Sumpter observa que, depois da eleição de Trump, a CA removeu a referência ao modelo de personalidade Big Five de seu site. No final, descobriu-se que o FB mandou que a empresa deletasse todas as informações de “curtidas” de sua base de dados, no que foi atendido. Assim, todo o trabalho da CA foi baseado nos velhos dados de segmentação por idade, gênero, cor, etc. Em resumo, a CA praticou uma farsa para se autopromover, mas, até hoje, cita-se o seu caso como um exemplo de “manipulação das redes sociais para fins políticos”.
Ao longo do livro, Sumpter se mostra, nas palavras dele,
“menos preocupado com o fato de algoritmos fazerem predições perigosamente acurada sobre nós e mais preocupado em como eles estavam sendo apresentados”.
Ou seja, há uma crença sobre o poder dos algoritmos muito acima do que os algoritmos são realmente capazes de entregar, e a mídia, em particular,
“tem muita dificuldade em escrever artigos sensatos baseados em pensamentos probabilísticos”.
Na verdade, acrescento eu, não interessa escrever artigos “sensatos”, porque não geram engajamento.
No capítulo 11, Sumpter aborda um tema sempre presente quando falamos da influência das redes sociais: a criação de “bolhas” e o efeito “polarização” provocados pelos algoritmos. Lembre-se, o livro foi escrito pós Brexit e eleição de Trump e, segundo Sumpter,
“Havia uma necessidade desesperada para explicar como e por que os eleitores, de uma hora para outra, não concordavam com o que a maioria de nós considerava ser um consenso estabelecido sobre como as coisas devem ser feitas”.
Sumpter notou que uma explicação recorrente
“… era que os algoritmos seriam os culpados por informar as pessoas erroneamente. O New York Times, o Washington Post, o Guardian e a Economist estavam entre os muitos meios de comunicação nos quais foram publicadas reportagens, que soavam como matemática, sobre o isolamento e a polarização criados por algoritmos.”
Essa “explicação” deixou o autor desconfortável com a forma como a matemática estava sendo usada nessas reportagens e o que elas sugeriam sobre as pessoas que estavam expostas às redes sociais. Em suas palavras
“Eram os americanos assim tão estúpidos a ponto de as únicas mensagens que eles não filtraram serem aquelas geradas por adolescentes da Macedônia e trolls russos? As pessoas estavam assim tão influenciadas pelo que viam no Facebook? Muitos dos meus colegas achavam que sim. Eu não estava tão certo.”
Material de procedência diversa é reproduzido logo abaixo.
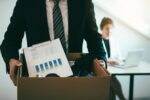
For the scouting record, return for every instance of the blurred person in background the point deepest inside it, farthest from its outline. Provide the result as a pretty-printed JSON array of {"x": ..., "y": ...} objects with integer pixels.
[{"x": 113, "y": 55}]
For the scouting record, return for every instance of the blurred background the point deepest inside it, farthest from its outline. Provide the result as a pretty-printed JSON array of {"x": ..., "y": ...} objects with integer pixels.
[{"x": 132, "y": 26}]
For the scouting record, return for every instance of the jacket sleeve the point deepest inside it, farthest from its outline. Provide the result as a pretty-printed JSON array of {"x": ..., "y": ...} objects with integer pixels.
[
  {"x": 14, "y": 34},
  {"x": 93, "y": 38}
]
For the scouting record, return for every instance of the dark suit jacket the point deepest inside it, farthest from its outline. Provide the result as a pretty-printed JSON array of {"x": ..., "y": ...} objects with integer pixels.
[{"x": 30, "y": 17}]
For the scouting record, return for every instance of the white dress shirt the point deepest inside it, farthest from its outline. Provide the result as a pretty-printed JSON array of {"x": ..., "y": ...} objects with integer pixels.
[
  {"x": 114, "y": 49},
  {"x": 63, "y": 4}
]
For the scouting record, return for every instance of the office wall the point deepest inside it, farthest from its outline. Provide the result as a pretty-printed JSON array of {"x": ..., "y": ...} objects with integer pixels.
[{"x": 9, "y": 92}]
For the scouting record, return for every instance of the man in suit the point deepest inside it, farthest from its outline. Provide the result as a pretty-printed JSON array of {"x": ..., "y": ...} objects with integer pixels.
[{"x": 69, "y": 20}]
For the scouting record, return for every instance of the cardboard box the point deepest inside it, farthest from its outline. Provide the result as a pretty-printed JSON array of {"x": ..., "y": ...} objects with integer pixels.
[{"x": 71, "y": 88}]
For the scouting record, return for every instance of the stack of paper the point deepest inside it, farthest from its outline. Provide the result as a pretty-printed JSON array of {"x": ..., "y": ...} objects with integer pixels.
[{"x": 47, "y": 58}]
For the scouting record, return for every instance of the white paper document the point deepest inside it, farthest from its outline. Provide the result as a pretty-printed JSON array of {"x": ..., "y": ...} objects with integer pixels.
[{"x": 47, "y": 58}]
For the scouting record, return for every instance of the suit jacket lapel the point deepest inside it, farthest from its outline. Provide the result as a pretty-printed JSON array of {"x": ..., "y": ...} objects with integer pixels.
[{"x": 43, "y": 15}]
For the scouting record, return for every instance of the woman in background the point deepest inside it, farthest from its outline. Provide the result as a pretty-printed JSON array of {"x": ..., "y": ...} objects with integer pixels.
[{"x": 113, "y": 56}]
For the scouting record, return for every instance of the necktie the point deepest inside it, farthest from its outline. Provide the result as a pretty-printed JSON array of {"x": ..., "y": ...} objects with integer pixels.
[{"x": 58, "y": 24}]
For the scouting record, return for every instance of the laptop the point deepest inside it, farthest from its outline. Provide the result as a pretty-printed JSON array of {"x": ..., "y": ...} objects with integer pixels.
[{"x": 132, "y": 60}]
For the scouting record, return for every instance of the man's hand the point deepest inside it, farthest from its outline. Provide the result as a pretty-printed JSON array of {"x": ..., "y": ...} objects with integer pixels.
[
  {"x": 102, "y": 63},
  {"x": 14, "y": 65}
]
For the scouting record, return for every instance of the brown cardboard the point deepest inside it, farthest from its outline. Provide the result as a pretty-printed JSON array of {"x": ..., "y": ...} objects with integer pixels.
[{"x": 71, "y": 88}]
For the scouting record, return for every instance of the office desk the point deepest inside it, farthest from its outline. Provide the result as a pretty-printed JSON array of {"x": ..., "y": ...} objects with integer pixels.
[{"x": 142, "y": 69}]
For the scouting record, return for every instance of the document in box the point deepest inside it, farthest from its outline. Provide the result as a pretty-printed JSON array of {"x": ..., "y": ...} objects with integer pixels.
[{"x": 47, "y": 58}]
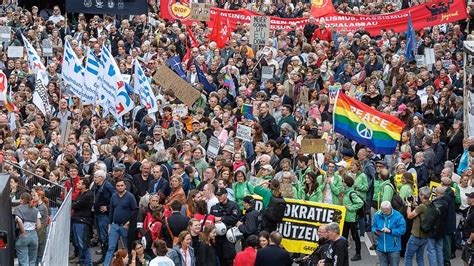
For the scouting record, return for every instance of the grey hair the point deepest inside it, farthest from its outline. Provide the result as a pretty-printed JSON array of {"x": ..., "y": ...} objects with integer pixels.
[
  {"x": 385, "y": 204},
  {"x": 100, "y": 173},
  {"x": 424, "y": 192},
  {"x": 333, "y": 227}
]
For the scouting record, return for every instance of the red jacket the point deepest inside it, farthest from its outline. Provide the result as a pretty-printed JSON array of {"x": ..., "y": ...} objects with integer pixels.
[{"x": 246, "y": 257}]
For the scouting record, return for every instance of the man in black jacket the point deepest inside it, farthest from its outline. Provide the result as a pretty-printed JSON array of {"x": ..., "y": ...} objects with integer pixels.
[
  {"x": 103, "y": 191},
  {"x": 273, "y": 254},
  {"x": 82, "y": 221},
  {"x": 250, "y": 222}
]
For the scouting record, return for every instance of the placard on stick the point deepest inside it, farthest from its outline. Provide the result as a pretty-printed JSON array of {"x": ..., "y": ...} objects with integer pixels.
[
  {"x": 200, "y": 11},
  {"x": 170, "y": 80},
  {"x": 259, "y": 30},
  {"x": 313, "y": 145}
]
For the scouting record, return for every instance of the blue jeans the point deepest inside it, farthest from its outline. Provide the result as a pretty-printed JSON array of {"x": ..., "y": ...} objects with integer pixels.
[
  {"x": 102, "y": 223},
  {"x": 115, "y": 232},
  {"x": 434, "y": 250},
  {"x": 388, "y": 258},
  {"x": 27, "y": 248},
  {"x": 415, "y": 245},
  {"x": 85, "y": 253}
]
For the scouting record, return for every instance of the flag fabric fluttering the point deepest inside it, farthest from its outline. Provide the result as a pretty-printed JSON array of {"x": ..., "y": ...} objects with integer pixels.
[
  {"x": 142, "y": 85},
  {"x": 365, "y": 125},
  {"x": 40, "y": 95},
  {"x": 229, "y": 82},
  {"x": 203, "y": 80},
  {"x": 175, "y": 64},
  {"x": 410, "y": 40}
]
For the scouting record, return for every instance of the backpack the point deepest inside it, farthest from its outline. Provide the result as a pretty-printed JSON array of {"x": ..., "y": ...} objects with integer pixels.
[
  {"x": 397, "y": 201},
  {"x": 275, "y": 210},
  {"x": 360, "y": 213},
  {"x": 432, "y": 219}
]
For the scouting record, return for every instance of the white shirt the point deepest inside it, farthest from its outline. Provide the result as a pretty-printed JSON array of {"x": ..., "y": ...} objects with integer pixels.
[{"x": 161, "y": 261}]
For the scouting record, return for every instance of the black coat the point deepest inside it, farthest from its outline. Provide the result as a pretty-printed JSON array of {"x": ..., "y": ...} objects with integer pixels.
[{"x": 273, "y": 255}]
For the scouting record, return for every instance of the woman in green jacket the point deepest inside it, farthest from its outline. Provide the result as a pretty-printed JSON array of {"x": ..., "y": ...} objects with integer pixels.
[
  {"x": 330, "y": 185},
  {"x": 309, "y": 190},
  {"x": 352, "y": 202},
  {"x": 241, "y": 188},
  {"x": 361, "y": 183}
]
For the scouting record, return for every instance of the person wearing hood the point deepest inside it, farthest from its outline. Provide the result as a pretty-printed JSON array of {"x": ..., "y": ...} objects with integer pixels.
[{"x": 389, "y": 225}]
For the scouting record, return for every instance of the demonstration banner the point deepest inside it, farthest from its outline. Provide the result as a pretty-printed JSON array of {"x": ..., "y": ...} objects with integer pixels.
[
  {"x": 424, "y": 15},
  {"x": 302, "y": 220},
  {"x": 116, "y": 7}
]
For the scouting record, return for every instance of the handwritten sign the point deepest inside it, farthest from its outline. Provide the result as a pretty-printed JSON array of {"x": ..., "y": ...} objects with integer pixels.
[
  {"x": 170, "y": 80},
  {"x": 200, "y": 11},
  {"x": 5, "y": 34},
  {"x": 213, "y": 148},
  {"x": 15, "y": 51},
  {"x": 259, "y": 30},
  {"x": 313, "y": 145},
  {"x": 244, "y": 133}
]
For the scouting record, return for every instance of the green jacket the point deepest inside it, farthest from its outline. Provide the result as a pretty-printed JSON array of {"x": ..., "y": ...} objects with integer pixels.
[
  {"x": 361, "y": 185},
  {"x": 336, "y": 187},
  {"x": 385, "y": 192},
  {"x": 352, "y": 203},
  {"x": 240, "y": 191}
]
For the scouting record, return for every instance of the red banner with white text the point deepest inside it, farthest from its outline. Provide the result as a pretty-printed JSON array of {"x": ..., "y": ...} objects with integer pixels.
[{"x": 423, "y": 15}]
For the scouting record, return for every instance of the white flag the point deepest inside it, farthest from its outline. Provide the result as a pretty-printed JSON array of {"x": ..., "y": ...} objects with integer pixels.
[
  {"x": 40, "y": 96},
  {"x": 73, "y": 75},
  {"x": 114, "y": 86},
  {"x": 142, "y": 86},
  {"x": 34, "y": 61}
]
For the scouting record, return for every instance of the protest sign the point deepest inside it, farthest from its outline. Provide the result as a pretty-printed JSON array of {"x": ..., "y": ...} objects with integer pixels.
[
  {"x": 170, "y": 80},
  {"x": 259, "y": 30},
  {"x": 244, "y": 133},
  {"x": 213, "y": 148},
  {"x": 267, "y": 73},
  {"x": 313, "y": 146},
  {"x": 200, "y": 11},
  {"x": 5, "y": 34},
  {"x": 15, "y": 51},
  {"x": 47, "y": 46},
  {"x": 398, "y": 183},
  {"x": 302, "y": 220}
]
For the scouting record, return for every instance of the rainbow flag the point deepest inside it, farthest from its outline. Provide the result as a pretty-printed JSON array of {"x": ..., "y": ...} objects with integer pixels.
[{"x": 365, "y": 125}]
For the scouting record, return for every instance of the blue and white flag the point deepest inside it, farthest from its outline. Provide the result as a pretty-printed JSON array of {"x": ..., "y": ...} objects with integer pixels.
[
  {"x": 34, "y": 61},
  {"x": 73, "y": 74},
  {"x": 113, "y": 85},
  {"x": 142, "y": 85}
]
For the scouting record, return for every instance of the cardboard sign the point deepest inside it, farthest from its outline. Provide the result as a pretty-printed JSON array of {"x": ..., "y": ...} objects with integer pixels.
[
  {"x": 170, "y": 80},
  {"x": 301, "y": 222},
  {"x": 200, "y": 11},
  {"x": 259, "y": 30},
  {"x": 5, "y": 34},
  {"x": 213, "y": 148},
  {"x": 313, "y": 146},
  {"x": 15, "y": 51},
  {"x": 244, "y": 133},
  {"x": 47, "y": 46},
  {"x": 267, "y": 72}
]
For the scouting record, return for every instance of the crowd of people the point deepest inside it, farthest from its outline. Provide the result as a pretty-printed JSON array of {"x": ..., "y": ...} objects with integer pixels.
[{"x": 147, "y": 192}]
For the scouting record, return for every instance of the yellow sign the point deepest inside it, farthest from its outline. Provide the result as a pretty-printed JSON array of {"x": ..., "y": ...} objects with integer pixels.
[
  {"x": 302, "y": 220},
  {"x": 398, "y": 183}
]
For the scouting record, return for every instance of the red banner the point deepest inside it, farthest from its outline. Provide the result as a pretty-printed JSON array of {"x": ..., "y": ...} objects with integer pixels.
[{"x": 423, "y": 15}]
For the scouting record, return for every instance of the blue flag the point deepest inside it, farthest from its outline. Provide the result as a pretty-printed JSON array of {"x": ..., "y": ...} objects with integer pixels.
[
  {"x": 410, "y": 40},
  {"x": 203, "y": 80},
  {"x": 175, "y": 65}
]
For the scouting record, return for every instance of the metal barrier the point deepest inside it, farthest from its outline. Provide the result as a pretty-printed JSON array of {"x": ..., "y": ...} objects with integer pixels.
[{"x": 56, "y": 251}]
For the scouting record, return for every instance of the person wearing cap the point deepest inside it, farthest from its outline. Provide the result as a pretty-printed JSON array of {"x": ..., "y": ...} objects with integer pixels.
[
  {"x": 227, "y": 212},
  {"x": 330, "y": 184},
  {"x": 249, "y": 223}
]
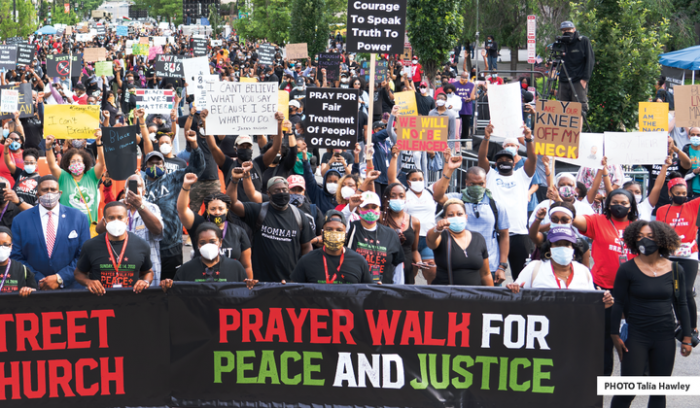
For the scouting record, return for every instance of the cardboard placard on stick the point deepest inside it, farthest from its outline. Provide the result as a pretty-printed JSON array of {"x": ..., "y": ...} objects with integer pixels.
[{"x": 557, "y": 128}]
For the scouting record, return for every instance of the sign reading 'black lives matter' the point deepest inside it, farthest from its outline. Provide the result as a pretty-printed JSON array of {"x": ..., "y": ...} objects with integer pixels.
[{"x": 376, "y": 26}]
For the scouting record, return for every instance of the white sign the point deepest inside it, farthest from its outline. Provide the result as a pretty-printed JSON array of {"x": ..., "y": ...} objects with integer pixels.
[
  {"x": 636, "y": 147},
  {"x": 506, "y": 110},
  {"x": 242, "y": 108}
]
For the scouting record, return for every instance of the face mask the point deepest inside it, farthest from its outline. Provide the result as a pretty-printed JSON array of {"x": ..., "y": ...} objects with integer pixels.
[
  {"x": 244, "y": 155},
  {"x": 562, "y": 255},
  {"x": 116, "y": 228},
  {"x": 371, "y": 216},
  {"x": 619, "y": 211},
  {"x": 397, "y": 205},
  {"x": 333, "y": 240},
  {"x": 647, "y": 246},
  {"x": 76, "y": 169},
  {"x": 347, "y": 192},
  {"x": 209, "y": 251},
  {"x": 457, "y": 224}
]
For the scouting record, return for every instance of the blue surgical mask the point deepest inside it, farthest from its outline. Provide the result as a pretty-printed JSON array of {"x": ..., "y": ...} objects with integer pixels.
[{"x": 457, "y": 224}]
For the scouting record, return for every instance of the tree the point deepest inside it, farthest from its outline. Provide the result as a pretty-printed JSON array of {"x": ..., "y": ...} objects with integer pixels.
[
  {"x": 626, "y": 51},
  {"x": 434, "y": 27}
]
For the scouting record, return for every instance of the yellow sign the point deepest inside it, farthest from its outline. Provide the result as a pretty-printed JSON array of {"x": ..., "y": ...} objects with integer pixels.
[
  {"x": 653, "y": 117},
  {"x": 406, "y": 101},
  {"x": 71, "y": 121}
]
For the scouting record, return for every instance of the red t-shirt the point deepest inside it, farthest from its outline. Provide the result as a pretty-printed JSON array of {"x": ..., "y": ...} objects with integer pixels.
[
  {"x": 607, "y": 248},
  {"x": 682, "y": 218}
]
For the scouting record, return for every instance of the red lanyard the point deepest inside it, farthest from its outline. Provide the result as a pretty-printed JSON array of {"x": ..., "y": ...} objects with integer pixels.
[
  {"x": 325, "y": 265},
  {"x": 568, "y": 280}
]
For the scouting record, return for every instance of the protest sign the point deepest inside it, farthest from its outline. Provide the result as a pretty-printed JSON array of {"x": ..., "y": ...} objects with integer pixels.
[
  {"x": 169, "y": 66},
  {"x": 376, "y": 26},
  {"x": 331, "y": 62},
  {"x": 9, "y": 100},
  {"x": 71, "y": 121},
  {"x": 332, "y": 117},
  {"x": 120, "y": 151},
  {"x": 557, "y": 128},
  {"x": 653, "y": 116},
  {"x": 406, "y": 101},
  {"x": 422, "y": 133},
  {"x": 687, "y": 104},
  {"x": 297, "y": 51},
  {"x": 8, "y": 57},
  {"x": 241, "y": 108},
  {"x": 155, "y": 100},
  {"x": 104, "y": 68},
  {"x": 94, "y": 54},
  {"x": 632, "y": 148}
]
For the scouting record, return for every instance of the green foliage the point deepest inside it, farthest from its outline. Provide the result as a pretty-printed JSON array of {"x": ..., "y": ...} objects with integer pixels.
[
  {"x": 626, "y": 50},
  {"x": 434, "y": 27}
]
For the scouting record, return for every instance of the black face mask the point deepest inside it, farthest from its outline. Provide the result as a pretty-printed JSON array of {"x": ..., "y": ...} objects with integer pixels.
[{"x": 647, "y": 246}]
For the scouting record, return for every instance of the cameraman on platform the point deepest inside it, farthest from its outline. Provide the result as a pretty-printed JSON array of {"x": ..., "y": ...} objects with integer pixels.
[{"x": 578, "y": 63}]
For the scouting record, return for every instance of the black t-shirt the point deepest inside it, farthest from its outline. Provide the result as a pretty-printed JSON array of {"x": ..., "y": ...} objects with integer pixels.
[
  {"x": 235, "y": 240},
  {"x": 277, "y": 243},
  {"x": 381, "y": 249},
  {"x": 227, "y": 270},
  {"x": 466, "y": 264},
  {"x": 95, "y": 260},
  {"x": 310, "y": 268}
]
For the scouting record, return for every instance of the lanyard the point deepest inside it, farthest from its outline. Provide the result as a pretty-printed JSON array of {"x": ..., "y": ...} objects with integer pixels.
[
  {"x": 325, "y": 265},
  {"x": 568, "y": 280}
]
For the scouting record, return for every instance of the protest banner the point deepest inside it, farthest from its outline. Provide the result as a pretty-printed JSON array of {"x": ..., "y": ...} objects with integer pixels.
[
  {"x": 557, "y": 128},
  {"x": 422, "y": 133},
  {"x": 104, "y": 68},
  {"x": 653, "y": 116},
  {"x": 71, "y": 121},
  {"x": 506, "y": 110},
  {"x": 406, "y": 101},
  {"x": 376, "y": 26},
  {"x": 297, "y": 51},
  {"x": 169, "y": 66},
  {"x": 687, "y": 104},
  {"x": 303, "y": 345},
  {"x": 241, "y": 108},
  {"x": 630, "y": 148},
  {"x": 332, "y": 117},
  {"x": 8, "y": 57},
  {"x": 155, "y": 100},
  {"x": 120, "y": 151}
]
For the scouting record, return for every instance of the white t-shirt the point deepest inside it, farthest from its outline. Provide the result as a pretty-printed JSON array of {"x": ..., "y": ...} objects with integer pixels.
[
  {"x": 545, "y": 278},
  {"x": 511, "y": 192}
]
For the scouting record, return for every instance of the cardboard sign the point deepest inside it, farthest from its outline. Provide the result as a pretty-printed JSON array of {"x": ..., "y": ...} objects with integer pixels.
[
  {"x": 155, "y": 100},
  {"x": 376, "y": 26},
  {"x": 687, "y": 101},
  {"x": 71, "y": 121},
  {"x": 169, "y": 66},
  {"x": 653, "y": 116},
  {"x": 241, "y": 108},
  {"x": 297, "y": 51},
  {"x": 120, "y": 151},
  {"x": 406, "y": 102},
  {"x": 422, "y": 133},
  {"x": 557, "y": 128},
  {"x": 94, "y": 54}
]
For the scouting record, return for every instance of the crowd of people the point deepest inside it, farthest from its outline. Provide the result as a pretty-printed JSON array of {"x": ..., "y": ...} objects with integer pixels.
[{"x": 294, "y": 213}]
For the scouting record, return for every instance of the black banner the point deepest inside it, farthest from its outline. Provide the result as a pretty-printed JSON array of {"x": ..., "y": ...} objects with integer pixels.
[
  {"x": 376, "y": 26},
  {"x": 169, "y": 66},
  {"x": 304, "y": 345},
  {"x": 120, "y": 151}
]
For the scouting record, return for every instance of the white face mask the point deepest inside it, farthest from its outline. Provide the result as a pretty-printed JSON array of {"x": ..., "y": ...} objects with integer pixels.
[
  {"x": 116, "y": 228},
  {"x": 209, "y": 251}
]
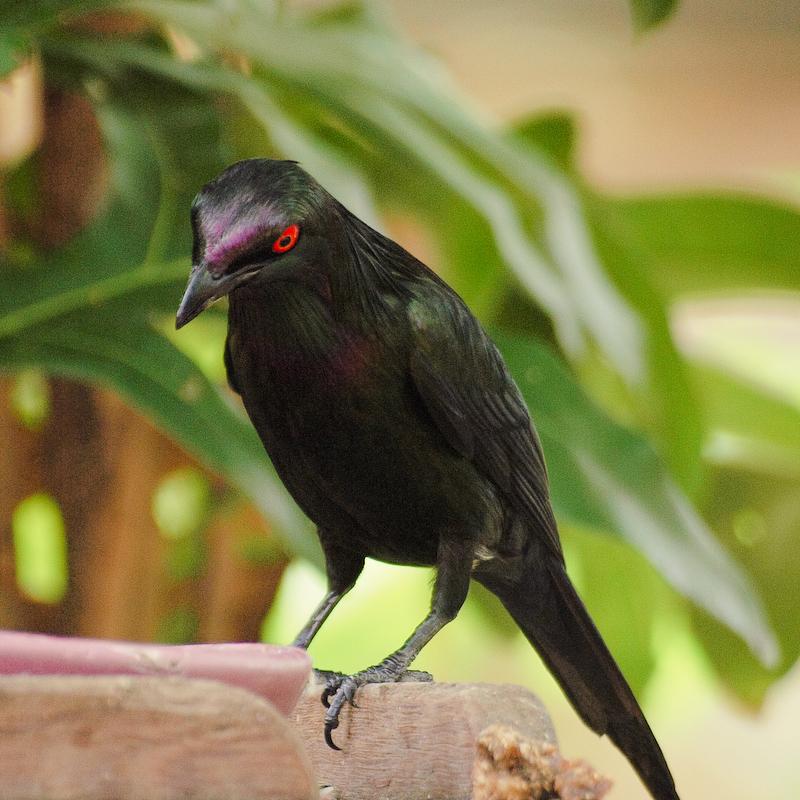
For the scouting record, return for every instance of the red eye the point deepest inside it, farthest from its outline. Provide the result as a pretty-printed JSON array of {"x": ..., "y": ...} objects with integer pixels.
[{"x": 287, "y": 240}]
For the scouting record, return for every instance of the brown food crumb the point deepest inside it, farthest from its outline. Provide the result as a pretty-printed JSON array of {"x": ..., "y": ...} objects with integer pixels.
[{"x": 508, "y": 766}]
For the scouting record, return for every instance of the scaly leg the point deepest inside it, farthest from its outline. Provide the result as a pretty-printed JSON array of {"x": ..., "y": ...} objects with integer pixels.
[{"x": 449, "y": 593}]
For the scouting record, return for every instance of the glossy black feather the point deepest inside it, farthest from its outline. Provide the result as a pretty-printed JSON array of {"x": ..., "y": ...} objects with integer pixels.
[{"x": 395, "y": 424}]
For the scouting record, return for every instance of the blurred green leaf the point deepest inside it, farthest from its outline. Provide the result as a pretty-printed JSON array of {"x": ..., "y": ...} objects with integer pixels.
[
  {"x": 750, "y": 428},
  {"x": 693, "y": 244},
  {"x": 758, "y": 518},
  {"x": 90, "y": 311},
  {"x": 649, "y": 13},
  {"x": 14, "y": 48},
  {"x": 624, "y": 594},
  {"x": 606, "y": 477}
]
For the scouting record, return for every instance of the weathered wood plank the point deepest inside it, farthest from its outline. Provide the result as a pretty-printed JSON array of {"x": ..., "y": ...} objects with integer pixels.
[
  {"x": 414, "y": 741},
  {"x": 128, "y": 738}
]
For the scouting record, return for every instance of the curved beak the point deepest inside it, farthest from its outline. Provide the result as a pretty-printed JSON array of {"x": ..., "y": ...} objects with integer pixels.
[{"x": 202, "y": 290}]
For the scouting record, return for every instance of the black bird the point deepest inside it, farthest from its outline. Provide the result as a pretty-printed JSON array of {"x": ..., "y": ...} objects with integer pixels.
[{"x": 394, "y": 423}]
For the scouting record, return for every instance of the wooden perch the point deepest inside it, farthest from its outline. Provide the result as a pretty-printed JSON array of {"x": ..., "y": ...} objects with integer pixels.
[
  {"x": 94, "y": 738},
  {"x": 414, "y": 741},
  {"x": 175, "y": 738}
]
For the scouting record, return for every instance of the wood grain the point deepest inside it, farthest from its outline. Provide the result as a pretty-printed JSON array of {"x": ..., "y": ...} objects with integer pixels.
[
  {"x": 414, "y": 741},
  {"x": 165, "y": 738}
]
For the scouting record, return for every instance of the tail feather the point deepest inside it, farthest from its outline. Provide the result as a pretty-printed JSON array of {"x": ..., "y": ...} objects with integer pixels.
[{"x": 554, "y": 620}]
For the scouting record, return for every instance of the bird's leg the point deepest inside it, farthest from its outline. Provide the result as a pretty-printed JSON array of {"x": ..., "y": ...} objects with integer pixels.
[
  {"x": 449, "y": 593},
  {"x": 343, "y": 569}
]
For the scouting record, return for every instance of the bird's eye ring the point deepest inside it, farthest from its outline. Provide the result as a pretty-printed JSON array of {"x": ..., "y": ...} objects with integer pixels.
[{"x": 287, "y": 240}]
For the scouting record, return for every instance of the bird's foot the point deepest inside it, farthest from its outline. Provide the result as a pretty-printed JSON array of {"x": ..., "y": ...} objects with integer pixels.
[{"x": 340, "y": 689}]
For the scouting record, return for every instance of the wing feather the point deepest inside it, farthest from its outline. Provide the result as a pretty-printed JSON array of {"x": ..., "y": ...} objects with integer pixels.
[{"x": 472, "y": 399}]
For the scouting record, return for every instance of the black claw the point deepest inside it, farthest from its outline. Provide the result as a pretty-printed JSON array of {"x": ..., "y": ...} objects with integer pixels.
[
  {"x": 325, "y": 697},
  {"x": 329, "y": 728}
]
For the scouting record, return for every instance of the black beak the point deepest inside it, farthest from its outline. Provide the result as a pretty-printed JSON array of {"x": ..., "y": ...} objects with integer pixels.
[{"x": 202, "y": 290}]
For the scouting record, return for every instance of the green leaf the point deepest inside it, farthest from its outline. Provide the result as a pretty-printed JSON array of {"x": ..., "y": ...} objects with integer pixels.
[
  {"x": 606, "y": 477},
  {"x": 368, "y": 79},
  {"x": 751, "y": 429},
  {"x": 14, "y": 48},
  {"x": 91, "y": 310},
  {"x": 649, "y": 13},
  {"x": 758, "y": 517},
  {"x": 694, "y": 244}
]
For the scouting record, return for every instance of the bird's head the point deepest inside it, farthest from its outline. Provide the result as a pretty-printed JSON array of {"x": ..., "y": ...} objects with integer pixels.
[{"x": 256, "y": 218}]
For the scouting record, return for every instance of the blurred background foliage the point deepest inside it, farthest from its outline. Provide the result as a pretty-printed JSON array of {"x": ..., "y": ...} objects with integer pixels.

Sumpter começa sua pesquisa a partir de um artigo escrito em 2004, quando o que existia eram apenas blogs políticos. Esse artigo relacionava os links entre blogs liberais e conservadores, e concluía que cada um ficava em sua respectiva bolha, ainda que ambos se alimentassem de reportagens das mesmas mídias mainstream. O mesmo iria acontecer anos depois com o Facebook e outras redes sociais, mas daí já como efeito dos “filtros” criados pelos algoritmos. O Facebook, dessa maneira, cria bolhas. Nas palavras de Sumpter,
“Os usuários ficam presos em ideias autocorroboradas e interações com um grupo menor de amigos.”
Mas é aí que a teoria das bolhas encontra um processo autolimitante. Em uma pesquisa sobre bolhas de teorias da conspiração, Sumpter constatou que, quanto maior o alcance da teoria (em termos de visualização de vídeos no YouTube, por exemplo), maior a chance de ter comentários e reações contrários. Ou seja, bolhas devem ser pequenas, caso contrário seu efeito se perde.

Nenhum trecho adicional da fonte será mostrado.